Commanders and leaders
- John I Afonso V Duke Medina Sidonia Pedro de Estopiñán Count of Tarouca Ramón de Cardona Marquis of Comares Count of Oliveto Cardinal Cisneros Count Alcaudete Abu Abdallah VI: Abu Abdallah IV Abu Abdallah V Mulay Muhammad Mansur bin Ghani Abu Zayyan III

= Zayyanid–Iberian conflicts =

The Zayyanid–Iberian conflicts were a series of military engagements between the Kingdom of Portugal and the Spanish Empire against the Kingdom of Tlemcen from 1415 to 1543.

==Zayyanid–Portuguese conflicts (1415–1501)==
===Portuguese occupation of Mers el-Kébir (1415–1437)===
Some European historians recount that the Portuguese occupied Mers El Kébir and Oran on August 14, 1415, due to increasing piracy in the region. During the reign of King John I, the occupied city remained a target for attacks launched by the Zayyanid forces. Despite the large garrison tasked with defending the Portuguese colony, the Zayyanids were able to recapture the city in 1437, during the reign of King Edward I of Portugal.

===Portuguese occupation of Oran (1471–1477)===
With piracy growing each day, the Portuguese King Afonso V launched a new offensive in 1471, this time targeting Oran. However, the occupation did not last long. The city was besieged for six years by the Algerians, forcing the Portuguese forces to withdraw from Oran in 1477, with the approval of King John II of Portugal.

===Portuguese attack on Mers el-Kébir (1501)===

In late July 1501, King Manuel I sent a fleet of 35 ships and 3,500 men under João, Count of Tarouca to capture Mers El Kébir and establish a garrison there. A storm delayed their landing for eight days, giving the local Moors and Arabs time to prepare for the invasion. Anticipating the landing site, they gathered a large force to resist the Portuguese. The Portuguese were defeated, and those unable to flee were captured and sold as slaves in Oran.

==Zayyanid–Spanish conflicts (1497–1543)==
===Spanish expedition to Oran and Mers el-Kébir (1497)===
King Ferdinand resolved that several points along the African coast should be occupied, and in 1497 he dispatched the Duke of Medina Sidonia with sufficient forces to seize Oran and Mers El Kébir. But the enterprise failed, and the Duke had to content himself with the capture of Melilla, on the coast of Morocco.

===Spanish raid of Tarque (1498)===
In 1498, a new expedition was organized under Pedro de Estopiñán. After disembarking provisions and military supplies in Melilla, he set course for Tarque, a village in the territory of Oran, where he raided and captured 260 prisoners.

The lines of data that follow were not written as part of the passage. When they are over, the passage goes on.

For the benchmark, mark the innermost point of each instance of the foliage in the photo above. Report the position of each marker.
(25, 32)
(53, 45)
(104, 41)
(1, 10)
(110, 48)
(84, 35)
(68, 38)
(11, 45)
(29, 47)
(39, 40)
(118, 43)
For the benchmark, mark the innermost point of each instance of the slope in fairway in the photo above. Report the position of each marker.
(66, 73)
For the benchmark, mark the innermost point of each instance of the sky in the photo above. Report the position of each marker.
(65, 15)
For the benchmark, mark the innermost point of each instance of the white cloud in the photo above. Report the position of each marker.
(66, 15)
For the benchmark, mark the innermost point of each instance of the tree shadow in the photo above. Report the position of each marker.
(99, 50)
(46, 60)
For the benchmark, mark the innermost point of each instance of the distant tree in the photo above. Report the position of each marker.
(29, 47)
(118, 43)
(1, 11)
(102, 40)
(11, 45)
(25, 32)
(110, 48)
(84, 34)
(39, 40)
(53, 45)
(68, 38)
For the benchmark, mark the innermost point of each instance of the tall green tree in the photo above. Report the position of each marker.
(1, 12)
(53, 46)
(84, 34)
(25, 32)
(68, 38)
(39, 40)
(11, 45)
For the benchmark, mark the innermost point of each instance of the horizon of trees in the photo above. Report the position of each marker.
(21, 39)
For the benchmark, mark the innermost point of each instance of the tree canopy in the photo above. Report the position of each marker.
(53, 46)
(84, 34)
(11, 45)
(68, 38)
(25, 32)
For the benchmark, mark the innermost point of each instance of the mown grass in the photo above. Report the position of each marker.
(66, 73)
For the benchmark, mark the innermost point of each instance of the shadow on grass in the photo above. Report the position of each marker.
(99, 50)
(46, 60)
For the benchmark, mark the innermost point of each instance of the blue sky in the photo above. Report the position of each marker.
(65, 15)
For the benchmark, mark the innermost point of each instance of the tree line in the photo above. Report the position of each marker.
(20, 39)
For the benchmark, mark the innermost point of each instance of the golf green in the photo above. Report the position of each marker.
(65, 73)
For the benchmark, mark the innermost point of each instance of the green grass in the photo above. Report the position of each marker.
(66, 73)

===Spanish capture of Mers el-Kébir (1505)===

A fleet of 170 ships gathered at the port of Malaga to transport and supply 7,000 men. Command at sea was held by Ramón de Cardona, and on land by Diego Fernández de Córdoba, Marquis of Comares, with Mers El Kébir as the target of the expedition. The fleet first departed on August 20, 1505, but adverse winds forced it to return. A second attempt on September 3 was also hindered, stopping in Almería. It finally set sail on September 9 and reached the coast of Mers El Kébir on the 11th.

Three carracks, under Juan de Lezcano and Flores de Marquina, approached the castle closely, their hulls protected with wool sacks, and opened heavy fire, drawing the defenders' artillery. Meanwhile, the infantry landed during a rainstorm, took the heights near the city, and fortified their position, from where they could bombard both the fortress and the port's galleys.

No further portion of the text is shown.